There are diplomatic missteps — and then there are acts of willful historical malpractice. Newly installed U.S. ambassador to Poland Thomas Rose did not merely err in Warsaw; he presumed the authority to rewrite history. His remarks were historically indefensible, morally reckless and — if spoken in ignorance — evidence of unfitness. If spoken knowingly, they were a calculated betrayal.
Speaking before an international gathering of Jewish jurists, Rose declared that Polish complicity in the Holocaust was “a grotesque falsehood” and “the equivalent of a blood libel.” The term “blood libel” refers to an antisemitic conspiracy once used to justify violence against Jews. To deploy it against historians and survivors defending documented truth is not only perverse — it is morally inverted.
No credible scholar disputes that Nazi Germany engineered the Holocaust. Yet historians and survivor testimony have long established that thousands of Poles aided German persecution — including in episodes that predated formal occupation. The renowned historian and sociologist Jan T. Gross detailed the 1941 Jedwabne massacre. The 1946 Kielce pogrom is part of the postwar record. Truth is not elusive — only the willingness to acknowledge it.
It is also true that more than 6,700 Poles are honored by Yad Vashem as “Righteous Among the Nations” for risking their lives to save Jews. But honoring courage requires confronting complicity. One cannot exist without the other.

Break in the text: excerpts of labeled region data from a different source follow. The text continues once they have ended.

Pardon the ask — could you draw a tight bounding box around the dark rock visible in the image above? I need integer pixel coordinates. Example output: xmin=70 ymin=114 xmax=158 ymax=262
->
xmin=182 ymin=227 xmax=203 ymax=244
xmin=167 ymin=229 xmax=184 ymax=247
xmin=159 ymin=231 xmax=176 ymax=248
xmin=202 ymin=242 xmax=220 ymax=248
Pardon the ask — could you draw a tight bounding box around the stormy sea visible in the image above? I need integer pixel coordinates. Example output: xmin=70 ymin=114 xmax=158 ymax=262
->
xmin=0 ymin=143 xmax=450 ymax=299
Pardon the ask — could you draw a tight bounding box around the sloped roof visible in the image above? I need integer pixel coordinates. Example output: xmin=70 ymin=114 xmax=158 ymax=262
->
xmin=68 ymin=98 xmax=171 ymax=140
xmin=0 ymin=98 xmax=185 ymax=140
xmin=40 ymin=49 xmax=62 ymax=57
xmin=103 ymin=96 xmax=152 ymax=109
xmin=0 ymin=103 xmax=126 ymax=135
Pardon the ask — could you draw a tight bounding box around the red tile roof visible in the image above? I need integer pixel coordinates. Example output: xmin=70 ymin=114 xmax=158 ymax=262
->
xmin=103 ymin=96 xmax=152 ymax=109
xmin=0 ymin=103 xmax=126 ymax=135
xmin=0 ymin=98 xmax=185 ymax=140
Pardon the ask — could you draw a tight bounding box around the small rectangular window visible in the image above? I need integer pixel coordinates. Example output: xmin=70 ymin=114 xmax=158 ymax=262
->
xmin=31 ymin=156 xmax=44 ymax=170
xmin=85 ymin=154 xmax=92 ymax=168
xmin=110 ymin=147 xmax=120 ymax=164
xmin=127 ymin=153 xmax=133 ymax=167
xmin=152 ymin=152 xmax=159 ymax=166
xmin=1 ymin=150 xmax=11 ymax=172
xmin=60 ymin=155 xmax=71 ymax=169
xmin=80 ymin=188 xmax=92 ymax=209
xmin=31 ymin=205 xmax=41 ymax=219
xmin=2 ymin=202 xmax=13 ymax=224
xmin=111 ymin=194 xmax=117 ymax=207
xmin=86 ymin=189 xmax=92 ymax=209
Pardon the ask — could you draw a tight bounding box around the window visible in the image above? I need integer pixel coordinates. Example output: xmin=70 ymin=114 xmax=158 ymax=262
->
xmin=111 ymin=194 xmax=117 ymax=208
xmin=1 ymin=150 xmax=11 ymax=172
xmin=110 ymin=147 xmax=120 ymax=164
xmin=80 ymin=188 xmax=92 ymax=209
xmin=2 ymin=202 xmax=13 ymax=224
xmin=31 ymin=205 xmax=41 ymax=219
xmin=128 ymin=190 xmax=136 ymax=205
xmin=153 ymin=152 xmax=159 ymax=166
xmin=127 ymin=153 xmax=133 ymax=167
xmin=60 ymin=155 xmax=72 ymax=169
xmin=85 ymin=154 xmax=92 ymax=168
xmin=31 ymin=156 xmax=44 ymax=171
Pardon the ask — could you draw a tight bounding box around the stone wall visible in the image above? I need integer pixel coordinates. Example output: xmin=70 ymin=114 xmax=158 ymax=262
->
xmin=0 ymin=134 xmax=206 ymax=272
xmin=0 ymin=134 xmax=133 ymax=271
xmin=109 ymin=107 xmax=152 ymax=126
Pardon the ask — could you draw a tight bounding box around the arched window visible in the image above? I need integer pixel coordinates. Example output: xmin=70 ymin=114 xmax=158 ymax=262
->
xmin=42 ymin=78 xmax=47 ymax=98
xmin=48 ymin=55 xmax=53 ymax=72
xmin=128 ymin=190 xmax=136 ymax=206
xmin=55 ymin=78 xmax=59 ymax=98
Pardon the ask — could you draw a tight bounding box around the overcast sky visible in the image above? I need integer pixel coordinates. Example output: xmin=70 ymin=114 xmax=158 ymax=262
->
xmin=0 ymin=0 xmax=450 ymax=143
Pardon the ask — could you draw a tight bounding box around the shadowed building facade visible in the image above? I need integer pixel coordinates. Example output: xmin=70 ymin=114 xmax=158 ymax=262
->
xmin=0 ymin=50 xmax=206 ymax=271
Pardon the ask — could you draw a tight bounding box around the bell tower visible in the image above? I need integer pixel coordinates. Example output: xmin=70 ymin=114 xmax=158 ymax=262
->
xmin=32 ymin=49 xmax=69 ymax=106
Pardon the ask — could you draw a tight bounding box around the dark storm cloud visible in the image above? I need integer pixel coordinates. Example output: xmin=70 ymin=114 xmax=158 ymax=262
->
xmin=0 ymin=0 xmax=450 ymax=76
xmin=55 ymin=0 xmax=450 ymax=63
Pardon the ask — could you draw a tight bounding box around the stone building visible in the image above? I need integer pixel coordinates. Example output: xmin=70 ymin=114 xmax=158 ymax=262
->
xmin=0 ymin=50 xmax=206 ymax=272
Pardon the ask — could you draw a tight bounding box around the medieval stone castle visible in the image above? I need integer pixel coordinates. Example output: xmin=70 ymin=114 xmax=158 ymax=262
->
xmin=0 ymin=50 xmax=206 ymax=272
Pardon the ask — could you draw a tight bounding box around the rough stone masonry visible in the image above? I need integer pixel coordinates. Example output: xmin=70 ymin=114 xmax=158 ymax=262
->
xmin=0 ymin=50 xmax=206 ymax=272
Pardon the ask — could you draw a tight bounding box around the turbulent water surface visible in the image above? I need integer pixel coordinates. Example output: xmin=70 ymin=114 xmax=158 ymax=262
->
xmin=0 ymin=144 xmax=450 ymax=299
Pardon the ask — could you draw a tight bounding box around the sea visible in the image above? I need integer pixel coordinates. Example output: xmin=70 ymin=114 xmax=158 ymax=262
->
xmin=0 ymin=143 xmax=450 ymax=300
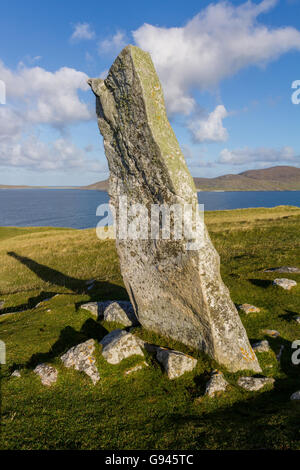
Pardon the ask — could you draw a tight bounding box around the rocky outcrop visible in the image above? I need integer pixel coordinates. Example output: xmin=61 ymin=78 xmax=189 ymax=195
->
xmin=80 ymin=300 xmax=139 ymax=326
xmin=205 ymin=370 xmax=228 ymax=397
xmin=156 ymin=348 xmax=197 ymax=380
xmin=61 ymin=339 xmax=100 ymax=385
xmin=237 ymin=377 xmax=274 ymax=392
xmin=264 ymin=266 xmax=300 ymax=274
xmin=239 ymin=304 xmax=260 ymax=315
xmin=273 ymin=277 xmax=297 ymax=290
xmin=88 ymin=46 xmax=260 ymax=371
xmin=252 ymin=339 xmax=271 ymax=353
xmin=100 ymin=330 xmax=144 ymax=364
xmin=33 ymin=363 xmax=58 ymax=387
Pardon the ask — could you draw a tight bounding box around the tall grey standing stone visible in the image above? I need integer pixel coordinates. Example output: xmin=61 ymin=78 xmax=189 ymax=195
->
xmin=88 ymin=46 xmax=260 ymax=371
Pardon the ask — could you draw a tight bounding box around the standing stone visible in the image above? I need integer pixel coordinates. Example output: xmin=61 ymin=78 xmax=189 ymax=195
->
xmin=88 ymin=46 xmax=260 ymax=371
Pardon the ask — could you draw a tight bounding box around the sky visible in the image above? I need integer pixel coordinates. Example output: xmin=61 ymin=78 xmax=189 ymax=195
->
xmin=0 ymin=0 xmax=300 ymax=186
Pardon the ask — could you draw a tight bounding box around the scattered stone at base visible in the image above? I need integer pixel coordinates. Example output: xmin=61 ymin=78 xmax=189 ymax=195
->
xmin=11 ymin=369 xmax=21 ymax=377
xmin=252 ymin=339 xmax=271 ymax=352
xmin=290 ymin=390 xmax=300 ymax=400
xmin=237 ymin=377 xmax=275 ymax=392
xmin=276 ymin=344 xmax=284 ymax=362
xmin=100 ymin=329 xmax=144 ymax=364
xmin=262 ymin=330 xmax=280 ymax=338
xmin=81 ymin=300 xmax=139 ymax=326
xmin=33 ymin=363 xmax=58 ymax=387
xmin=156 ymin=348 xmax=197 ymax=380
xmin=264 ymin=266 xmax=300 ymax=273
xmin=124 ymin=361 xmax=148 ymax=375
xmin=80 ymin=302 xmax=100 ymax=318
xmin=273 ymin=277 xmax=297 ymax=290
xmin=61 ymin=339 xmax=100 ymax=385
xmin=205 ymin=370 xmax=228 ymax=397
xmin=101 ymin=300 xmax=139 ymax=326
xmin=239 ymin=304 xmax=260 ymax=315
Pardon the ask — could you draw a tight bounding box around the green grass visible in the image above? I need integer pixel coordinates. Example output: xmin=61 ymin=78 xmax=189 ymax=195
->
xmin=0 ymin=207 xmax=300 ymax=450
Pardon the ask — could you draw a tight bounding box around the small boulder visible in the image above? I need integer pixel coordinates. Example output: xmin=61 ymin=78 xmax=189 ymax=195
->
xmin=237 ymin=377 xmax=275 ymax=392
xmin=124 ymin=361 xmax=148 ymax=375
xmin=205 ymin=370 xmax=228 ymax=397
xmin=33 ymin=363 xmax=58 ymax=387
xmin=252 ymin=339 xmax=270 ymax=352
xmin=264 ymin=266 xmax=300 ymax=273
xmin=11 ymin=369 xmax=21 ymax=377
xmin=239 ymin=304 xmax=260 ymax=315
xmin=290 ymin=390 xmax=300 ymax=401
xmin=81 ymin=300 xmax=139 ymax=327
xmin=80 ymin=302 xmax=101 ymax=318
xmin=273 ymin=277 xmax=297 ymax=290
xmin=262 ymin=330 xmax=280 ymax=338
xmin=100 ymin=330 xmax=144 ymax=364
xmin=101 ymin=300 xmax=139 ymax=326
xmin=61 ymin=339 xmax=100 ymax=385
xmin=156 ymin=348 xmax=197 ymax=380
xmin=276 ymin=344 xmax=284 ymax=362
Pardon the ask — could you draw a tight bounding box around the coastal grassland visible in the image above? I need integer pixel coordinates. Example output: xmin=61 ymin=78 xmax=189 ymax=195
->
xmin=0 ymin=207 xmax=300 ymax=450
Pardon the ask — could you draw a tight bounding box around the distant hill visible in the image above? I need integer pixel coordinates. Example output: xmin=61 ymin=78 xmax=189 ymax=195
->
xmin=81 ymin=179 xmax=108 ymax=191
xmin=82 ymin=166 xmax=300 ymax=191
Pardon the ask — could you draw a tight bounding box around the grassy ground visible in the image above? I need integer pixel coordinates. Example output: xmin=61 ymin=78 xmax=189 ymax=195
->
xmin=0 ymin=207 xmax=300 ymax=450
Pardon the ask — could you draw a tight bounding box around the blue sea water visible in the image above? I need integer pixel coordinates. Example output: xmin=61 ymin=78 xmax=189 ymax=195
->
xmin=0 ymin=189 xmax=300 ymax=229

And here lies the crux: Thomas Rose is not a historian, nor is he a scholar of European history — he’s not even a career diplomat. His background is political. He spent years as a conservative commentator and served as senior adviser to former Vice President Mike Pence. In his own confirmation hearing, he conceded pointedly, “I’m not a career diplomat.” Yet, as ambassador, he chose to pronounce sweeping moral judgment on Holocaust history — with the confidence of someone untroubled by the limits of his expertise.
Rose’s remarks echo the Polish Law and Justice Party’s ongoing revisionist effort. Just days before his speech, officials pressed Yad Vashem to amend phrasing about wartime restrictions on Jews from “in Poland” to “in German-occupied Poland.” The nuance was never contested by scholars; the objection revealed not a quest for accuracy, but for absolution. Rose furnished U.S. endorsement to that impulse.
We have seen this before. In 2018, the United States opposed Poland’s law criminalizing any references to complicity. That bipartisan position reflected the principle that discomfort does not justify erasure. Rose discarded that standard, recasting historical accountability as defamation to curry political favor.
Poland need not bear collective guilt. But it must accept complexity. Mature nations confront their past; insecure ones rewrite it. Diplomats serve truth — not ideological convenience.
Resolution now demands clarity, not appeasement. The U.S. State Department must publicly correct the record and reaffirm America’s commitment to historical accuracy. Jewish leaders, historians and policymakers must respond not with outrage but with insistence — fortified by evidence and moral authority.
Rose claimed his remarks would “start a conversation.” What they revealed instead is a willingness to trade integrity for expediency. The real conversation — and a necessary one — is whether someone so careless with history should be trusted to speak for the United States at all.